In 1998, on the age of 24, Tony Hsieh sold his first company to Microsoft for $265 million.
In 2009, on the age of 35, he sold his e-commerce company, Zappos, to Amazon for $1.2 billion.
In 2020, on the age of 46, he died.
Tony Hsieh revolutionized both the tech world and corporate culture. He used to be a business visionary. He used to be also a man looking for happiness. So why did it all go so incorrect?
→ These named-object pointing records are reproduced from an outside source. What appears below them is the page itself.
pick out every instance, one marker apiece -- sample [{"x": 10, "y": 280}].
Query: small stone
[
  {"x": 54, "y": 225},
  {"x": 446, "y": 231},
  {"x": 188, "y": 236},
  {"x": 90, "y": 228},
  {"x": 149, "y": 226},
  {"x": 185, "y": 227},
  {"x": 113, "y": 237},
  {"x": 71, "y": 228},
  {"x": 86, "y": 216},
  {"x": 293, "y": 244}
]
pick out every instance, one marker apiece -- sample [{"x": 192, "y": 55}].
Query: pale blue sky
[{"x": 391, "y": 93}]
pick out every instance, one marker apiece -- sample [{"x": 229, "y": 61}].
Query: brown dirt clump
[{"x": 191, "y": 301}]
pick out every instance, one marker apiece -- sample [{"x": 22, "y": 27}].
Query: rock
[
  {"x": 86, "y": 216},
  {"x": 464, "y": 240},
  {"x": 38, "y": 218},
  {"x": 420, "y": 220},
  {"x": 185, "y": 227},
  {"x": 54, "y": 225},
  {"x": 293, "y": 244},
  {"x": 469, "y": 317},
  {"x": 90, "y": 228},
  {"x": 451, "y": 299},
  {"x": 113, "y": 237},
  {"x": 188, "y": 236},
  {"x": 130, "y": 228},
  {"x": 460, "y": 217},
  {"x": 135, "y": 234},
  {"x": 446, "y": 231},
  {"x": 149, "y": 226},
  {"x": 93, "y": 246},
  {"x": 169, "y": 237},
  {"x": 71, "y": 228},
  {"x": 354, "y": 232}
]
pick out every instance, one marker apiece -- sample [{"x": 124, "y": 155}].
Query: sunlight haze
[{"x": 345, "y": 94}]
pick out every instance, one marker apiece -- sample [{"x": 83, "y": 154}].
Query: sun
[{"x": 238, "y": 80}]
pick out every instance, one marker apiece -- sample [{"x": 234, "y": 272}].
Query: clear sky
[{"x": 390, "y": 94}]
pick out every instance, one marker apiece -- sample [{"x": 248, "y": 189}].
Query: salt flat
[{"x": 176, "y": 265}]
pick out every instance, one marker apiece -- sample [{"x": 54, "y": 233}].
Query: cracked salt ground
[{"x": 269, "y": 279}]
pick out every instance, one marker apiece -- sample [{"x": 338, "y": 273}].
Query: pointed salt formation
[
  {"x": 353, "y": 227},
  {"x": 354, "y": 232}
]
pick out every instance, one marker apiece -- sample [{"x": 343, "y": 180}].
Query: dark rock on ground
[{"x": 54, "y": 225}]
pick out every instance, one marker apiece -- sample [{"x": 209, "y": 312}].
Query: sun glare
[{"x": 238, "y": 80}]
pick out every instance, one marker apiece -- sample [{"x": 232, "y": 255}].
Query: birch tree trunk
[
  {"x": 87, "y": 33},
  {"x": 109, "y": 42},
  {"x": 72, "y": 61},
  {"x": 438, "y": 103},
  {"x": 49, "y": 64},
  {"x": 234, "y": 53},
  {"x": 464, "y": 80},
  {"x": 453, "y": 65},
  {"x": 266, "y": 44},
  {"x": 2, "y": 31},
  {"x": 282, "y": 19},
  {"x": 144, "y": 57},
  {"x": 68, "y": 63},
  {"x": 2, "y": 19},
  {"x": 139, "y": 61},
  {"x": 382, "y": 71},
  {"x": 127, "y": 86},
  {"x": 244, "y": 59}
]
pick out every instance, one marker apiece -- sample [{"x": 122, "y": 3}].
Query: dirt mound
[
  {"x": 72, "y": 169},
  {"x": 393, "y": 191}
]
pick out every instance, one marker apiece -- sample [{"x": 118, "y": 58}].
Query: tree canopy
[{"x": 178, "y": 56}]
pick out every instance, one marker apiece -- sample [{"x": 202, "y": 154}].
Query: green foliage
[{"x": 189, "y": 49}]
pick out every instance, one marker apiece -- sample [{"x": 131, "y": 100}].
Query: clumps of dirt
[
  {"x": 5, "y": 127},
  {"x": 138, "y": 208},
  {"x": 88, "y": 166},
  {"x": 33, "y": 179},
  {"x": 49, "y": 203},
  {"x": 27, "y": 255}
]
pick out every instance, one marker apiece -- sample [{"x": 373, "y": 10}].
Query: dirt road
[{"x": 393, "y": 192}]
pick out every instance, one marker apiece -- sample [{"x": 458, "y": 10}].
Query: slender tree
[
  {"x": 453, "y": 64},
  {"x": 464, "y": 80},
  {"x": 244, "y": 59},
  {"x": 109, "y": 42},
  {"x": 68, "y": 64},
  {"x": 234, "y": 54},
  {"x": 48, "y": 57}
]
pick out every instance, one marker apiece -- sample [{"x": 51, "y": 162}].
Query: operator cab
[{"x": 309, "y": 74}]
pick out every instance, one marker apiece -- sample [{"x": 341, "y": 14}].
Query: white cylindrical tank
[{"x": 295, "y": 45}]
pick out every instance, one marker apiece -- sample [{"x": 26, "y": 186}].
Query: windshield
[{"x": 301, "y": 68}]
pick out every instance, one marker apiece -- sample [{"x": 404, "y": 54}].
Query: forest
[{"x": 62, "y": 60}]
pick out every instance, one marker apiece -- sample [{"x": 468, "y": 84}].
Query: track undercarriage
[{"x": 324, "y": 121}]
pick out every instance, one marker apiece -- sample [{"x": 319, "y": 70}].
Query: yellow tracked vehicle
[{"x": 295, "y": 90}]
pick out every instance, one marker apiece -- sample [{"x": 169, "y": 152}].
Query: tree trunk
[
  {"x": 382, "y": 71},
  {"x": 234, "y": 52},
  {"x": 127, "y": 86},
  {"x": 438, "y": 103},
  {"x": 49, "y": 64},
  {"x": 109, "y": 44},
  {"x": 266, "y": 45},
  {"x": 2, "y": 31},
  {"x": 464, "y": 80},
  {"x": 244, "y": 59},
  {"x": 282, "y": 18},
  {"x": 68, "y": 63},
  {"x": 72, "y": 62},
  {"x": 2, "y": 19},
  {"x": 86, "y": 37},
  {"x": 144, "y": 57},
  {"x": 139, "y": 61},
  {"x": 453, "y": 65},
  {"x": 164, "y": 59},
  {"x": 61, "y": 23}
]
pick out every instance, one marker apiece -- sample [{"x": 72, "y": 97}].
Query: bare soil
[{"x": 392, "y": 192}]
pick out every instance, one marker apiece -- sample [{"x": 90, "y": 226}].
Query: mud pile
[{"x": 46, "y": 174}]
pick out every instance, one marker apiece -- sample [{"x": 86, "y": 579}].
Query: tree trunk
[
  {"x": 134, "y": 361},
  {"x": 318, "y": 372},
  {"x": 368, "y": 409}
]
Tony Hsieh’s first successful venture used to be in middle school, selling personalized buttons. At Harvard, he made a profit compiling and selling study guides. From there, he went on to build the billion-dollar online shoe empire of Zappos.
The secret to his success? Making his employees happy.
At its peak, Zappos’s employee-friendly culture used to be so famous across the tech industry that it inspired copycats and earned a cult following. Then Hsieh moved the Zappos headquarters to Las Vegas, where he in my opinion funded a nine-figure campaign to revitalize the city’s historic downtown area. But as Hsieh fell deeper into his struggles with mental health and drug addiction, the people making up his inner circle started changing from friends to enablers.
Drawing on hundreds of interviews with a variety of people whose lives Hsieh touched, journalists Angel Au-Yeung and David Jeans craft a wealthy portrait of a man who used to be plagued by his eternal seek for happiness and in the long run succumbed to his own demons.